John Vidal writes with equal passion and clarity on the environmental destruction of the war — warnings of which were "wilfully ignored" and the results of which were laid totally at the door of Saddam Hussein. In truth, he says, the war was one that "simply went for everything that could nourish life".
Abbas Shiblak writes that the PLO's defiance of US intervention does not equate to "support for Saddam Hussein or complacency about the fate of Kuwait" as the simplistic and
dishonest slandering of all antiwar activists tried to make out.

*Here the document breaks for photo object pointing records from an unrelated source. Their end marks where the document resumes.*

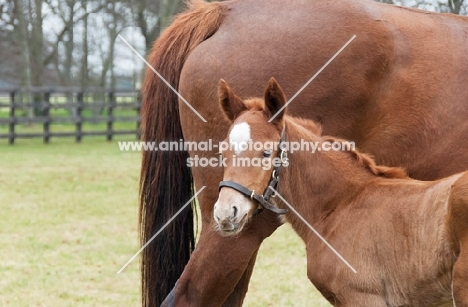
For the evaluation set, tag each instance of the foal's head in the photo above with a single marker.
(252, 154)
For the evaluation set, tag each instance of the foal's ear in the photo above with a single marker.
(231, 105)
(274, 100)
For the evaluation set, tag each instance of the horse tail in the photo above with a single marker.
(166, 181)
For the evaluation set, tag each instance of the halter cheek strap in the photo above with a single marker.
(263, 200)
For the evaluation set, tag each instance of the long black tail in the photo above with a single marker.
(165, 180)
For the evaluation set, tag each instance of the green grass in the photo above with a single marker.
(69, 222)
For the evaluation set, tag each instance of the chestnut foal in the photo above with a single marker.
(407, 239)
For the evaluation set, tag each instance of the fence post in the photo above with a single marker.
(46, 114)
(79, 117)
(11, 128)
(110, 115)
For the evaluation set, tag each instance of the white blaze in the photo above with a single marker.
(240, 137)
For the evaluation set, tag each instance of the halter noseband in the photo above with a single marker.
(264, 199)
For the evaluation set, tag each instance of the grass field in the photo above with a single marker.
(68, 223)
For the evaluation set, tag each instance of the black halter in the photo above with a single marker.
(263, 200)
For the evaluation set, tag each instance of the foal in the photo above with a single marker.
(407, 239)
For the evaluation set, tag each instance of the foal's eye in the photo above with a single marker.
(267, 153)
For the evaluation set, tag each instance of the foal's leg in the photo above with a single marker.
(458, 219)
(460, 277)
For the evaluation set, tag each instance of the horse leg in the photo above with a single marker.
(458, 218)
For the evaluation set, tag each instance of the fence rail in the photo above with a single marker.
(44, 113)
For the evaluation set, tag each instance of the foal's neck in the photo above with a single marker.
(317, 183)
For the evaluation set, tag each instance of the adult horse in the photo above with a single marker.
(407, 239)
(398, 90)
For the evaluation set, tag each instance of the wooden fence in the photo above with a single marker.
(67, 112)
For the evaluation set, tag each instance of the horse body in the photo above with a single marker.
(398, 90)
(404, 237)
(393, 232)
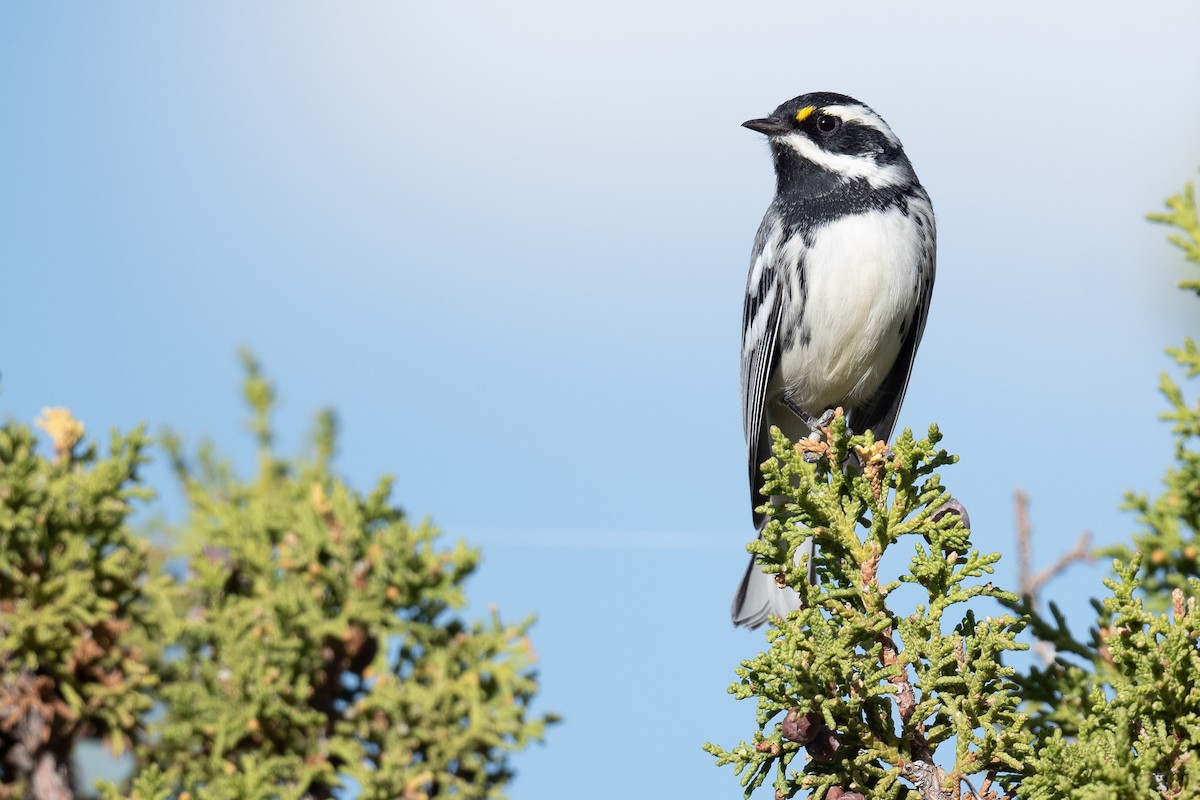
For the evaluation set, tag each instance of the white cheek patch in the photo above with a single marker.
(846, 166)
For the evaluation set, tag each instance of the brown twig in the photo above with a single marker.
(1030, 584)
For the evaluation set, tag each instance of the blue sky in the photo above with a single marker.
(509, 241)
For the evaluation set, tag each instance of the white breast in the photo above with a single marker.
(861, 288)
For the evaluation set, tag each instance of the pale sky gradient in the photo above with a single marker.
(509, 242)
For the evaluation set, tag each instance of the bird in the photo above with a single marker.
(841, 274)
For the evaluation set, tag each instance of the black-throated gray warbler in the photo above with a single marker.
(840, 280)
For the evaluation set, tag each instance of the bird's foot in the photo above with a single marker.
(816, 445)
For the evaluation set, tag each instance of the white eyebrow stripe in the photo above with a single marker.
(862, 115)
(846, 166)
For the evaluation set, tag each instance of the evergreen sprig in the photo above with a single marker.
(78, 600)
(317, 643)
(1139, 729)
(871, 693)
(1170, 522)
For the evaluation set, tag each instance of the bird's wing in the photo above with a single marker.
(760, 330)
(879, 415)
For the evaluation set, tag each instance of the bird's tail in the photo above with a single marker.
(760, 596)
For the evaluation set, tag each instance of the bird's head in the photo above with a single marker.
(839, 136)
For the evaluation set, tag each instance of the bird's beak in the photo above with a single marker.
(769, 125)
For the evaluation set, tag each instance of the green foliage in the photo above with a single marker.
(1170, 523)
(876, 696)
(78, 605)
(316, 642)
(1126, 723)
(1139, 732)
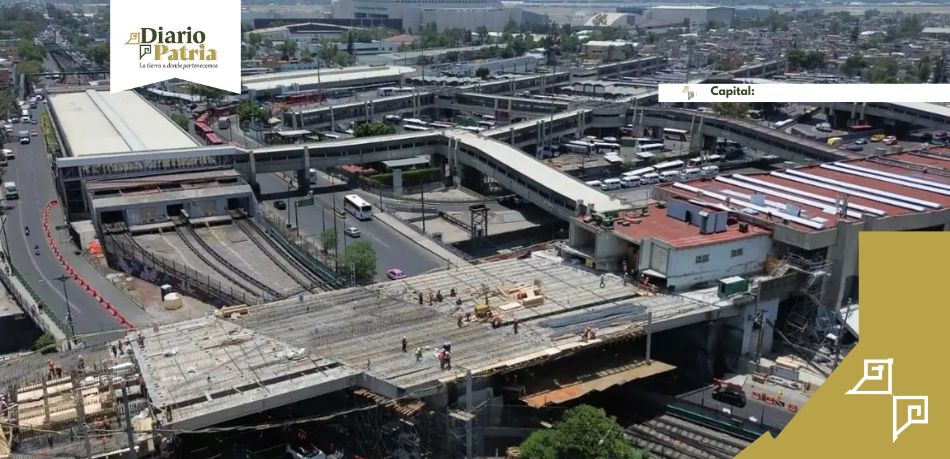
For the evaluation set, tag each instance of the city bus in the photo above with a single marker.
(676, 164)
(383, 92)
(674, 134)
(604, 147)
(651, 148)
(358, 207)
(695, 162)
(10, 191)
(577, 146)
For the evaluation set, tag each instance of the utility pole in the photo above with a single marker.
(128, 421)
(69, 314)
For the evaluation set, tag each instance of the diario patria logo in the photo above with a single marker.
(181, 48)
(203, 47)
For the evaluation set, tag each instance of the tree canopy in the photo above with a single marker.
(583, 431)
(373, 129)
(361, 258)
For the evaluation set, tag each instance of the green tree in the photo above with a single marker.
(288, 49)
(328, 240)
(482, 32)
(45, 344)
(180, 120)
(373, 129)
(99, 54)
(853, 65)
(254, 39)
(359, 258)
(583, 431)
(731, 109)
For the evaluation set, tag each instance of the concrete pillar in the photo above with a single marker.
(303, 179)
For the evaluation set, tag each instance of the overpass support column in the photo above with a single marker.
(303, 177)
(252, 174)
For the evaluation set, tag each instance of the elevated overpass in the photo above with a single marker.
(749, 134)
(933, 116)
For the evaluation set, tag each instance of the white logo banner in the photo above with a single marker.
(780, 92)
(153, 41)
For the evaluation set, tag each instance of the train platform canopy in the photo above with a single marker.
(97, 122)
(349, 76)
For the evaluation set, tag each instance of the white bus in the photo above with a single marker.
(650, 148)
(577, 146)
(383, 92)
(668, 165)
(674, 134)
(709, 159)
(312, 177)
(603, 147)
(358, 207)
(414, 122)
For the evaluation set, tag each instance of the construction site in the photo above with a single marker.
(425, 363)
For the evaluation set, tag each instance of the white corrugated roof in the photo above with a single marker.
(541, 173)
(97, 122)
(270, 81)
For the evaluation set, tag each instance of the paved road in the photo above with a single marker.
(769, 415)
(392, 249)
(31, 172)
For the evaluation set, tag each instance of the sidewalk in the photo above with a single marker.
(419, 239)
(122, 303)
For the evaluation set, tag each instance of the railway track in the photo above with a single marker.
(285, 261)
(670, 437)
(124, 239)
(220, 264)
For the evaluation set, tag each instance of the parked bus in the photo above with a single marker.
(650, 148)
(708, 159)
(676, 164)
(577, 146)
(384, 92)
(10, 191)
(358, 207)
(674, 134)
(604, 147)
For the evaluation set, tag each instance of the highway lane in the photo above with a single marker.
(392, 249)
(31, 172)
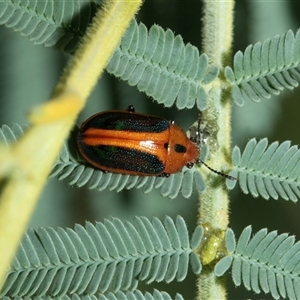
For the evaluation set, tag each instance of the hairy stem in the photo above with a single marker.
(213, 210)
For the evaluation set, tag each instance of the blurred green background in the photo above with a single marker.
(29, 73)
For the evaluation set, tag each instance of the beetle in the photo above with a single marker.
(127, 142)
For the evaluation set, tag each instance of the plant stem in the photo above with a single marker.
(213, 210)
(24, 169)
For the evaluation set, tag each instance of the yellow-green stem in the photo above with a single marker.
(214, 203)
(25, 167)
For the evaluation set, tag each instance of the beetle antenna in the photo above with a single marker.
(217, 172)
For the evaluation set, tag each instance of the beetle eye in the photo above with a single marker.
(180, 148)
(189, 165)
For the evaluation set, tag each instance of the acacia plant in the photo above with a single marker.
(110, 259)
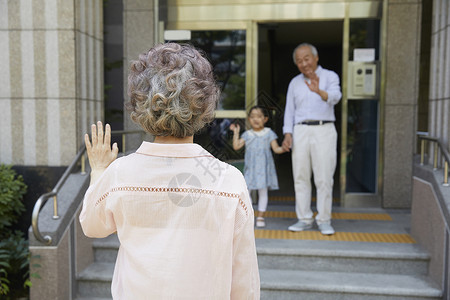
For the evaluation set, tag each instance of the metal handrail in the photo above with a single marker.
(423, 136)
(44, 198)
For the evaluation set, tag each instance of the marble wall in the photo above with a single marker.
(401, 100)
(51, 83)
(439, 103)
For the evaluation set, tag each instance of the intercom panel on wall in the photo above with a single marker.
(363, 80)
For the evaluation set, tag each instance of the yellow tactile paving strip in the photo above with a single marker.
(338, 236)
(292, 199)
(337, 216)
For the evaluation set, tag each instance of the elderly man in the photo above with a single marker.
(309, 130)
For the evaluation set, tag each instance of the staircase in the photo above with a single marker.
(368, 258)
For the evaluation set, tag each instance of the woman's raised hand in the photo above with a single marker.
(99, 152)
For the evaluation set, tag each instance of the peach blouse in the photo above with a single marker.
(184, 221)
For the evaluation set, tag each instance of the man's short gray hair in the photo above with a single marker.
(313, 50)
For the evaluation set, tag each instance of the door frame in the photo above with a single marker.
(246, 15)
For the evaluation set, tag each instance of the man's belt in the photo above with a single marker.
(315, 122)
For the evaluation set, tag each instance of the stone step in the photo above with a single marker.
(335, 256)
(312, 285)
(93, 298)
(95, 280)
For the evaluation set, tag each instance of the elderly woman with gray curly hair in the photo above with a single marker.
(184, 219)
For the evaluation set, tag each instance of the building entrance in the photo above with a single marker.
(276, 42)
(250, 46)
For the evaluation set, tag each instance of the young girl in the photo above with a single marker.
(259, 169)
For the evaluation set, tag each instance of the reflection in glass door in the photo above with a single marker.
(362, 112)
(362, 146)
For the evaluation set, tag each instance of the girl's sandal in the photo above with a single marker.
(260, 222)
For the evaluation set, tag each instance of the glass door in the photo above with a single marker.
(360, 148)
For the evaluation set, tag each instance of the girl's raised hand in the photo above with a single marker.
(99, 152)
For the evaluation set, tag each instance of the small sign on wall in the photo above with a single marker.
(366, 55)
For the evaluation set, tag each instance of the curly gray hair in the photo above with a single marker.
(172, 90)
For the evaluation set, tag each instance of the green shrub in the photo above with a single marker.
(15, 263)
(14, 253)
(12, 190)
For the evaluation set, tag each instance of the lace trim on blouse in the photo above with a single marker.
(171, 190)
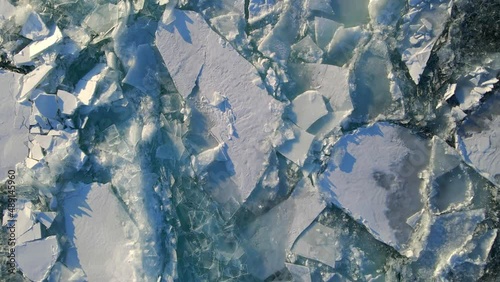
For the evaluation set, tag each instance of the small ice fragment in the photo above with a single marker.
(36, 152)
(299, 273)
(306, 50)
(202, 160)
(67, 102)
(37, 47)
(86, 211)
(275, 232)
(324, 31)
(297, 149)
(36, 258)
(85, 88)
(46, 218)
(46, 104)
(34, 28)
(320, 243)
(103, 18)
(31, 80)
(374, 175)
(307, 108)
(34, 233)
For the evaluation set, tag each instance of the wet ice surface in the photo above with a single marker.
(250, 140)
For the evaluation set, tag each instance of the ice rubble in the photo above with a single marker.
(196, 56)
(422, 25)
(98, 226)
(275, 232)
(478, 142)
(371, 187)
(13, 124)
(36, 258)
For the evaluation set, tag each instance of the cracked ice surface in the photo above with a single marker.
(196, 56)
(260, 140)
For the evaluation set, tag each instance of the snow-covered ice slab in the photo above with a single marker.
(103, 235)
(299, 273)
(36, 258)
(13, 124)
(422, 25)
(196, 55)
(307, 108)
(374, 176)
(273, 233)
(319, 243)
(478, 139)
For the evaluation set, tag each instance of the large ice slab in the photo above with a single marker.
(36, 258)
(422, 25)
(273, 233)
(374, 176)
(196, 55)
(478, 140)
(13, 124)
(103, 235)
(307, 108)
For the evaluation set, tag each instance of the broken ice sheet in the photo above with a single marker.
(478, 142)
(374, 175)
(420, 29)
(194, 56)
(98, 226)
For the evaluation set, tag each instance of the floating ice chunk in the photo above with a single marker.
(36, 258)
(324, 30)
(33, 233)
(85, 88)
(259, 9)
(422, 26)
(332, 82)
(201, 161)
(446, 236)
(34, 28)
(276, 44)
(374, 176)
(351, 13)
(273, 233)
(193, 54)
(141, 73)
(37, 47)
(32, 80)
(478, 142)
(61, 273)
(47, 105)
(104, 17)
(372, 96)
(168, 16)
(67, 102)
(6, 10)
(86, 212)
(470, 89)
(340, 50)
(306, 50)
(36, 152)
(297, 148)
(13, 124)
(307, 108)
(231, 25)
(299, 273)
(322, 6)
(46, 218)
(319, 243)
(385, 12)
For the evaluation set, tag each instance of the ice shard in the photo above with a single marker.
(99, 227)
(382, 188)
(197, 56)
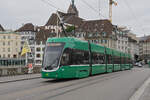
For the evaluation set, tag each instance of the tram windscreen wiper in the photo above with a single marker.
(50, 67)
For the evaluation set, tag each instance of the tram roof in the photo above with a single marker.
(83, 45)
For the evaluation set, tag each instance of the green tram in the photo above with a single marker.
(72, 58)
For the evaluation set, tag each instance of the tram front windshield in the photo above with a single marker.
(52, 55)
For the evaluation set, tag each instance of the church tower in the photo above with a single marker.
(72, 9)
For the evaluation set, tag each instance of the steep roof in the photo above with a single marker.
(145, 39)
(26, 27)
(1, 28)
(43, 34)
(97, 26)
(66, 17)
(73, 10)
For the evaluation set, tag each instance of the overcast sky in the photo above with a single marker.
(131, 13)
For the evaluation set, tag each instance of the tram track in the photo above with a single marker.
(77, 85)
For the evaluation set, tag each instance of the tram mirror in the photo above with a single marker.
(65, 59)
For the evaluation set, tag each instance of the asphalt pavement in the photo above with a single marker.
(112, 86)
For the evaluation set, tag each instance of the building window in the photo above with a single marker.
(4, 37)
(3, 43)
(38, 49)
(8, 49)
(3, 49)
(8, 55)
(8, 37)
(43, 49)
(14, 56)
(38, 55)
(8, 42)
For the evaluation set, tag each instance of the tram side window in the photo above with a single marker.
(109, 59)
(116, 60)
(79, 57)
(74, 57)
(65, 60)
(98, 58)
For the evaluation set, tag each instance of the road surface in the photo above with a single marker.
(112, 86)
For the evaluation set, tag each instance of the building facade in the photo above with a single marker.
(27, 33)
(144, 48)
(10, 43)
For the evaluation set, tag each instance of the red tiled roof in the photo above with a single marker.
(66, 17)
(43, 34)
(97, 26)
(1, 28)
(26, 27)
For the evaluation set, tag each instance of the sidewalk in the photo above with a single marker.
(7, 79)
(146, 94)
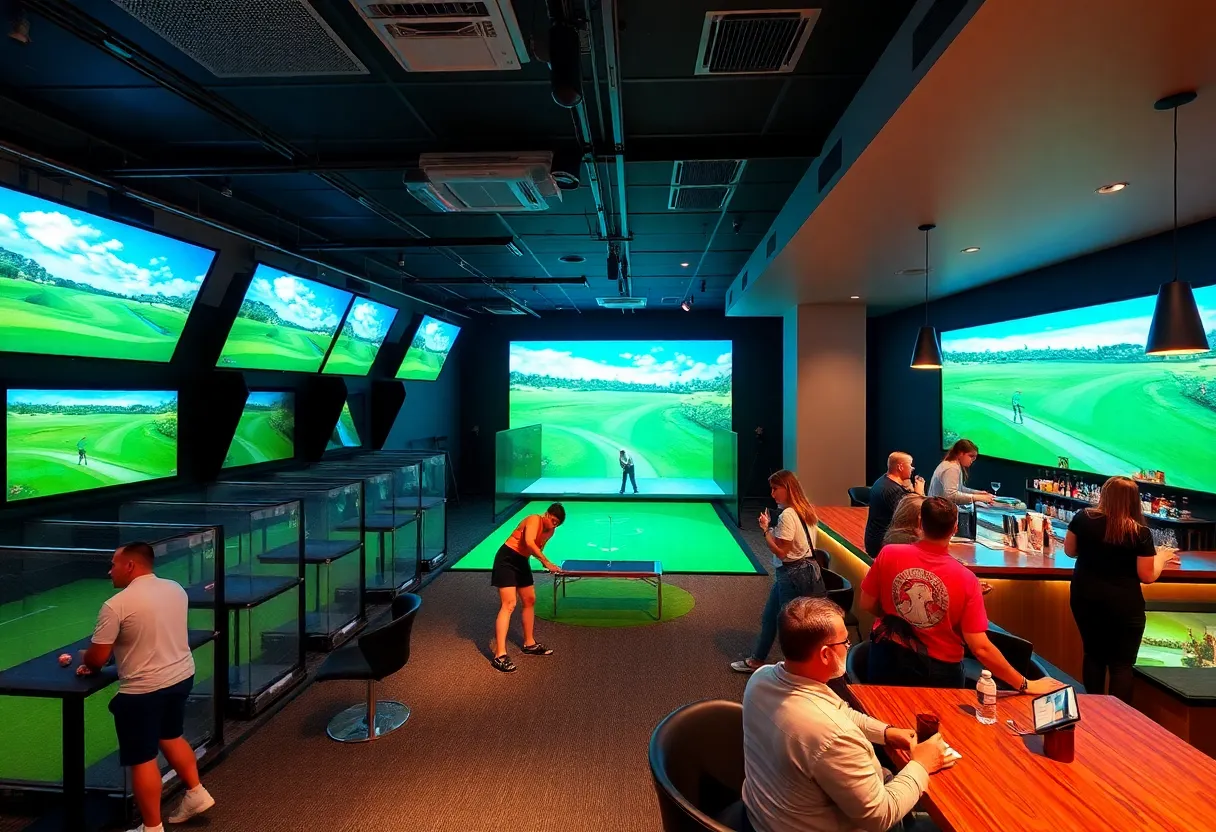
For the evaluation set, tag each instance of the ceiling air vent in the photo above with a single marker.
(242, 39)
(621, 303)
(448, 37)
(750, 43)
(703, 185)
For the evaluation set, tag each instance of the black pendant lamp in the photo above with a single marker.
(1177, 327)
(927, 354)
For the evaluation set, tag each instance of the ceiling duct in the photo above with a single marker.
(242, 39)
(754, 43)
(703, 185)
(448, 37)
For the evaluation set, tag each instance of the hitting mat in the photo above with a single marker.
(685, 537)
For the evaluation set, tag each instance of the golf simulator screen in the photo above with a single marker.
(266, 431)
(76, 284)
(73, 440)
(285, 322)
(428, 350)
(344, 434)
(360, 338)
(1077, 384)
(660, 402)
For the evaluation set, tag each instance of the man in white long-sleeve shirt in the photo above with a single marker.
(809, 764)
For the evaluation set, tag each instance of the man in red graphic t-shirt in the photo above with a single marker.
(928, 607)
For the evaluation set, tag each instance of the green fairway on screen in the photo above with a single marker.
(344, 434)
(73, 440)
(428, 350)
(1079, 384)
(360, 338)
(266, 431)
(285, 322)
(77, 284)
(658, 399)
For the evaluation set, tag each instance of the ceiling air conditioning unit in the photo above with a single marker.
(448, 37)
(497, 183)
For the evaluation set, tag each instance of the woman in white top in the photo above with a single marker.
(795, 573)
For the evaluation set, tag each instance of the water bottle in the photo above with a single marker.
(985, 700)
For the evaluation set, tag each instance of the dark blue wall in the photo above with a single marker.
(904, 405)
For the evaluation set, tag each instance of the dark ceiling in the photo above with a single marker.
(99, 90)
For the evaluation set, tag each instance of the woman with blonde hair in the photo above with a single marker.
(1114, 555)
(795, 573)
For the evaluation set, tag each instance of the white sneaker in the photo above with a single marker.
(195, 803)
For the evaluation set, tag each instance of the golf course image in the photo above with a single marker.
(285, 322)
(76, 284)
(71, 440)
(360, 338)
(428, 350)
(265, 432)
(597, 398)
(1079, 384)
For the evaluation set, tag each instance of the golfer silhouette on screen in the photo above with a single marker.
(626, 471)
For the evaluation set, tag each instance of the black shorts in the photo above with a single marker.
(511, 568)
(142, 720)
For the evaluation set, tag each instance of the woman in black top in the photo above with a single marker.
(1114, 555)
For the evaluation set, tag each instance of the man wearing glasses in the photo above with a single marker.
(808, 759)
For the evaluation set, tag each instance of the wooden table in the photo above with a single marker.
(1129, 773)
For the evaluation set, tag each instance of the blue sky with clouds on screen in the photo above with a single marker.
(80, 247)
(1122, 322)
(658, 363)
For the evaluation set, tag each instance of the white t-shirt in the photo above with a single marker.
(789, 527)
(147, 625)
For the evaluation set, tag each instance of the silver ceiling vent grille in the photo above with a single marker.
(748, 43)
(703, 185)
(249, 39)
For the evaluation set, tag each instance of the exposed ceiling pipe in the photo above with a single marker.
(45, 163)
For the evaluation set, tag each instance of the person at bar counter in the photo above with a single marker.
(885, 495)
(1114, 555)
(928, 606)
(950, 477)
(808, 759)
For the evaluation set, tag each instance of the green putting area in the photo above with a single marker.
(684, 537)
(1107, 417)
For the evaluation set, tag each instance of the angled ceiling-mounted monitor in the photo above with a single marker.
(285, 322)
(266, 431)
(360, 338)
(77, 284)
(76, 440)
(428, 350)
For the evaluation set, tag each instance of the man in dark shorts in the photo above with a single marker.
(512, 575)
(145, 628)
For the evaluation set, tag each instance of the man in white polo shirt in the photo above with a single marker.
(145, 628)
(808, 759)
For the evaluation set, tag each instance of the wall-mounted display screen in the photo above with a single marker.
(266, 431)
(1077, 384)
(285, 322)
(360, 338)
(72, 440)
(344, 434)
(428, 350)
(657, 400)
(77, 284)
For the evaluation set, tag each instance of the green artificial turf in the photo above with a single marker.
(60, 320)
(1107, 417)
(685, 537)
(122, 448)
(584, 431)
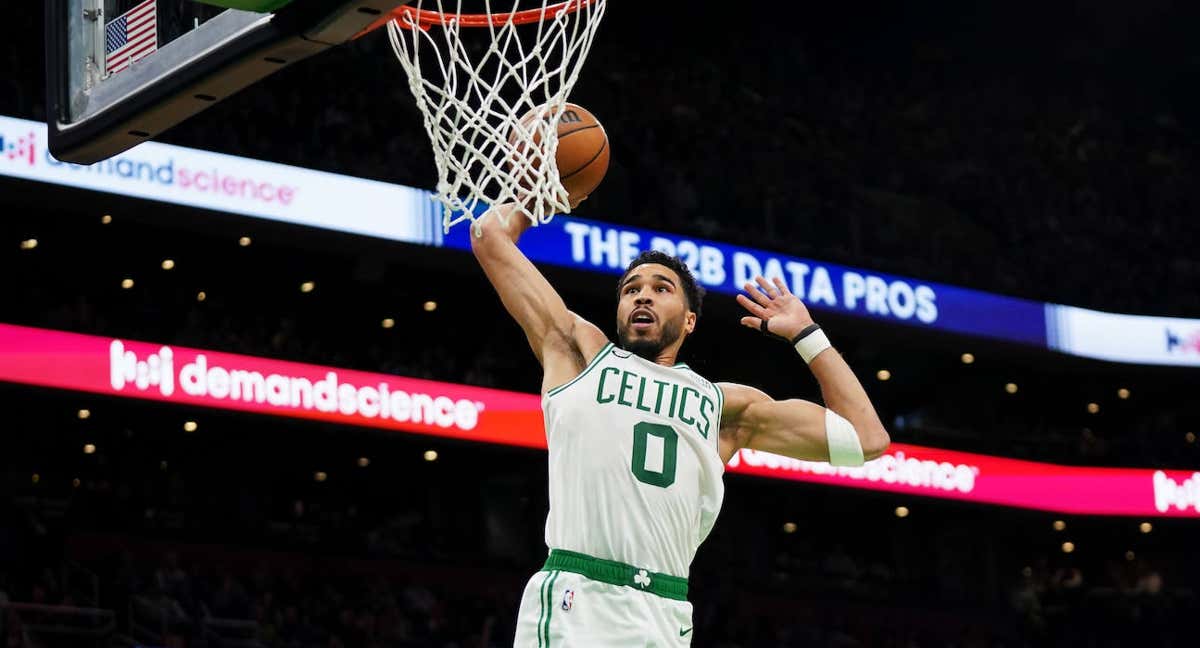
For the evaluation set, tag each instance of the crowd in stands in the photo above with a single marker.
(1062, 169)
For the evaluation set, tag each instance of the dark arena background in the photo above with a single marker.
(966, 192)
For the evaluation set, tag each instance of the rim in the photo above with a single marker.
(413, 18)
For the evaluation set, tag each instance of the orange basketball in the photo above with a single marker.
(582, 151)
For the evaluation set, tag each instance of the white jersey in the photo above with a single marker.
(635, 474)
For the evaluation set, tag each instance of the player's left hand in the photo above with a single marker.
(785, 313)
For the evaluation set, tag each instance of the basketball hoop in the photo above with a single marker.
(492, 100)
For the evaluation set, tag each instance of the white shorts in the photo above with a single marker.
(561, 609)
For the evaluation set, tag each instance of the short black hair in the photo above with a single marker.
(693, 291)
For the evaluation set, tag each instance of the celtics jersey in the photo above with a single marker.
(635, 474)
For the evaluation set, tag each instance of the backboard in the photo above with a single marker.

The book's down side is represented by Admirals Carroll and La Rocque, who are impressed by the "increased accuracy of precision-guide munitions" (which were, however, only 7% of the 88,500 tons of bombs used), and who say that "we can feel proud" about the performance of the ground troops and the limited loss of allied lives. They are not Norman Schwarzkopfs, but their position tends towards the patriotic one of the military elite.
The book's biggest disappointment is Barbara Rogers' Sisyphian effort to shoulder the discredited UN back to its supposed pinnacle of moral and political eminence.
She laments the US treating the UN as its "own private property", unaware that bodies like the UN are creatures of the real world where the US is the biggest bandit and, with its clients like Israel, can ignore forests of paper UN resolutions when it suits their material interests.
She calls for "internationalists" to busy themselves in the "diplomatic marketplace", but what the war showed was the futility of pursuing bandit control in a body — the UN — which is a part of the problem and which is supported by the world's bandits only because it occupies the hopes and efforts of many well-intentioned people for elite regulation of international conflict when what is needed is a more political internationalism directly with the world's have-nots.
This is the heart of the problem with most of the book's contributors. For all their useful information and scepticism towards official propaganda, the Gulf War did not make them question why the US repeatedly goes to war and whose interests are threatened whenever a "rogue regime" or a popular revolution moves to cease being an imperial doormat.
Liberals are not socialists. They support a system of free enterprise which periodically has to up the ante of competition into bloodbaths to guarantee the access to wealth and power of the few.
Nevertheless, The Gulf Between Us does a service by raising necessary, if unanswered, questions — a part of the process of preventing the Gulf War and other imperialist horrors becoming a fairytale of victorious virtue and defeated evil.